Plans for what could possibly be another east-west route in southeast Red Deer have been set by city council — for now.
As Coun. Lawrence Lee said during the public hearing on Monday, the Molly Banister Drive matter has hopefully been put to rest, “for at least the next 10 to 15 years” when it’s almost certain to be revisited.
If Molly Banister Drive is ever to be connected to 22nd Street — as was envisioned in the city’s master plan — then this likely won’t be needed for 25 to 30 years, until the city’s population is pushing 188,000.
Whether this extension will ever be built remains unknowable, depending on future car usage and local traffic routes.
But Red Deer city council attempted to create a little bit more certainty as how that road would look — if it is constructed in a few decades.
After long discussions at another public hearing on Monday and at Tuesday’s council meeting, city council passed third reading on an amendment to reduce the potential roadway crossing Piper Creek between Molly Banister Drive and 22 Street from an arterial roadway to a collector roadway.
Council also reduced two possible options for a creek crossing down to one — reaffirmed the possible future extension Molly Banister Drive while taking the Bennett Street option off the list.
If constructed, the extended Molly Banister Drive would be built as a four-lane collector roadway that would connect with 22nd Street.
Five members of the public spoke at Tuesday’s hearing, in addition to written statements that were received in advance.
“This has been a repeated topic of discussion in our community and for council over the past year, but it is important to ensure we consider public input in planning the future of our community,” said Christi Fidek, senior planner, development and protective services.
“We are confident that the potential extension of Molly Banister Drive as a collector roadway will not only support the developer in creating a great community in a sought-after area, but we are also in a great position to support Red Deer’s future transportation and growth needs.”

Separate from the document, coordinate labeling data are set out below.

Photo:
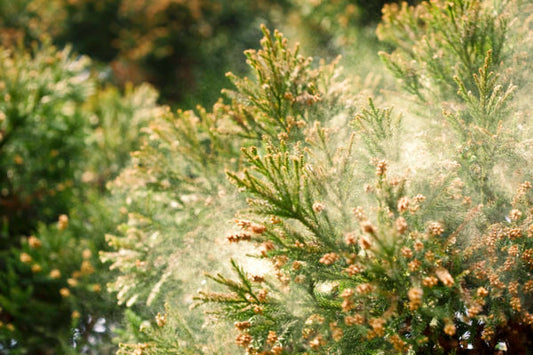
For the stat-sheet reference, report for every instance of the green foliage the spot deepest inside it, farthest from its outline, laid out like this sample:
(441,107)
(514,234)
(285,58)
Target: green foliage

The next stage, a Neighbourhood Area Structure Plan (NASP) is anticipated to be developed in the next few years and those potentially impacted will be asked for feedback on the plan once drafts are developed.
Deputy Mayor Vesna Higham, who chaired the discussion (Mayor Tara Veer owns property in the area and therefore did not take part in talks to avoid a conflict of interest) admitted the proceedings appeared very convoluted.
She said this was due to wording of the bylaw, and the need to separate items out into different parts.
Council did get bogged down in language at the public hearing, but in the end, passed three motions on Tuesday. (Coun. Buck Buchanan was absent due to illness).
On making Molly Banister Drive the starting point for the future road extension and creek crossing, council was unanimous, said Higham.
On the matter of connecting this extended roadway with 22nd Street, Coun, Frank Wong was the only dissenter because he wanted a straight arterial connection and not a more winding collector roadway, said Higham.
On making the future road a four-lane collector instead of an arterial roadway, Wong and Coun. Lawrence Lee were against this, but it was passed by the majority of council, who saw design and environmental advantages to this less impactful choice of road, she added.